- Kindly introduce yourself.
Greetings, I’m Dr VedVyas, Im a doctor who’s specialised in Emergency Medicine, a poet and a painter. I live by two personas. The physician for half a day where I’m Dr Vyas. And once I leave the hospital the poet and artist VedVyas emerges
What inspired you to dedicate this book to your mother, the Great Goddess?
As a spiritual practitioner, I know for certain that anything or any aspect that is involved in creation, is feminine. It’s that divine feminine who guided me to my work (and to my belief any artist). Who continues to be my muse, and my mother is that very extension of the “Great Goddess” as I call her who recognised my various talents, moulded, shaped and breathed an air of life into them.
You mention that life’s unpredictability led you to sacrifice a lot. Can you elaborate on the key sacrifices you made
My life can be viewed more from a very different lens. I didn’t get the ability or the basics of a life most got. I seldom lived with family, I was in boarding, then med school abroad, then a career that took me away from home to many different locations. It was Family life which was offered at the altar of sacrifice, and I also had to lose love and relationships along the way. Finally embracing solitude.
It’s a single life of my choosing, and by the choice of circumstance.
When my characters and imaginative journaling became my best friends, there was no looking back. I knew I’ll never be alone
How did pain and suffering shape your writing style and poetic expression?

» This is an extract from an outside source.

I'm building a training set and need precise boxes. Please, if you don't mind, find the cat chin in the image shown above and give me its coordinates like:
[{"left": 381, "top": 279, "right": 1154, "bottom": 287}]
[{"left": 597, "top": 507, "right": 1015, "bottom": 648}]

More than pain it was the sheer absence of a vent. My parents weren’t close to cry to. Or neither did I have any friends to mope with. I carried my pain single-handedly, with a smile on my face that told everyone, all is well. When all was hidden behind that smile which I continue to offer society. My pain did need a channel however. And that channel was poetry…
Was there a specific moment or event that made you realize poetry was your way of finding solace?
To be honest I don’t recall one. I was always a writer. Even at the age of 10 I would make up stories in my head in boarding school, and write detective stories or biographies of “say a library book”. There was always a scribe that was born on my very first day on this earth. That scribe is who I carry with me despite having a very different career in real life.
Emotions flowed in the form of poetry, there was no rhyme or reason, time or season.
Do you see your poetry as a form of personal catharsis, or do you hope to connect with and heal your readers as well?
It was a deeply personal catharsis. And I’ll be honest, with my work out there, I know I’m being heard. Even if not by everyone, then by a select few. I’m not a perfect being, so whatever mistakes I made, whatever lessons I learned and what pathos I continue to undergo is framed between the lines of my book. My readers can perhaps visualise the boy that never grew when they read between the lines…
Some of your verses reflect, while others offer insight. How do you decide the tone and direction of each poem?
I honestly leave the decision to my pen. And the muse of the day. If you notice no two pages reflect the same kind of poetry.
Just as two different days or different times or different periods made me pen different verses, some as I said were days of solitude and introspection, some days were me observing something and deciphering insight based on my own thought process. Hence the diverse aspects of my work.
Why do you believe some stories must be told and some silences must be shattered?
It’s not just me, but many many people who share a life with stories untold. I do believe some of us have endured far greater hardships and have won. But most don’t know what they went through or how did they break the glass ceiling. This is why I wrote, for the benefit of others, to heal and progress eventually, some stories are to be told and some silences are to be broken.